Keywords: Problematic Facebook use, Social anxiety, Intergenerational transmission, Adolescence, Actor–partner interdependence model

Abstract

Previous research has shown significant and positive associations between social anxiety of parents and their adolescent offspring. The main aim of this study was to investigate this relationship in the social media (SM) context. We tested one hundred and fifty-two couples comprising mothers and their adolescent offspring (12–14 years old) on their levels of problematic Facebook use (PFU) and social anxiety concerning SM use. An actor–partner interdependence model highlighted the positive relationship between the PFU scores of mothers and their offspring on the levels of SM social anxiety in the offspring. We discuss the results in the context of intergenerational transfer of problematic technology use and social anxiety.

1. Introduction

Many people make regular use of social networking sites (SNSs), which have become central to the lives of individuals. The numbers of Facebook users, the most famous SNS, serve as evidence. In early 2008, there were about 69 million active users worldwide, whereas in early 2019, the number had grown to more than 2.45 billion (Statista, 2019). Its accessibility has allowed Facebook to deeply penetrate into the everyday lives of its users, to the extent that for some people, a deliberate effort to stay away from the social medium has been considered an act of “self-sacrifice” (Lee-Won, Herzog, & Park, 2015).
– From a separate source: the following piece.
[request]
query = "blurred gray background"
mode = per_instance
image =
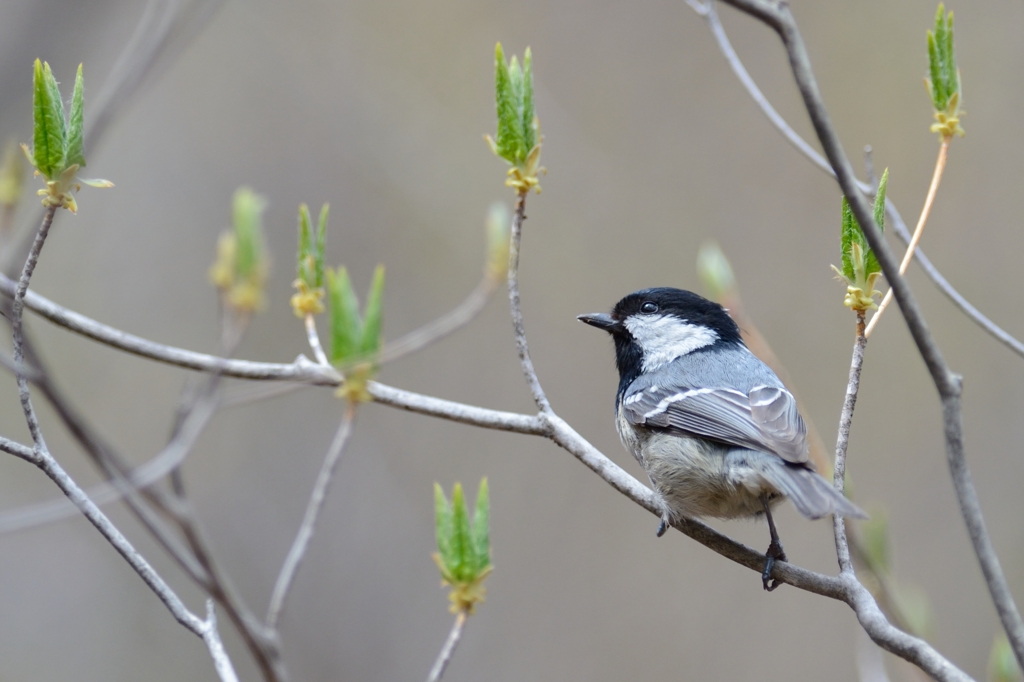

On one hand, SNSs offer unique opportunities to communicate with others (McKenna & Bargh, 2000), maintaining and improving networks of real friendship (Chakraborty, 2016), fostering social capital (Ellison, Stainfield, & Lampe, 2007), facilitating support exchange (Nabi, Prestin, & So, 2013), and engaging in peer-to-peer comparisons, with self-presentation and self-confidence related to SNS as elements contributing to the definition of one’s identity, especially among adolescents (Boursier and Manna, 2018, McLean et al., 2019). On the other hand, an impressive amount of research shows that excessive use of Facebook may cause distress, sadness, and concern over negative evaluation (High and Caplan, 2009, McKenna and Bargh, 2000, Vannucci et al., 2017). These evaluations can occur during interactions with the others and when individuals receive undesirable feedback or engage in negative social comparison.

Due to negative feedback and interactions, feelings of anxiety may emerge that are closely related to online social life. The role of social anxiety (SA) arising from social media (SM) platforms is still understudied, but it is likely that it affects types of online social interaction and communication, development of privacy concerns, and fear of being negatively evaluated by others, and it might even evoke avoidance behaviors on SNSs (Alkis, Kadirhan, & Sat, 2017).

The main aim of the current study was to shed light on the relationship between problematic SNS use and SM anxiety in adolescents, with particular attention to the role that problematic SNS use of mothers might play in this relationship.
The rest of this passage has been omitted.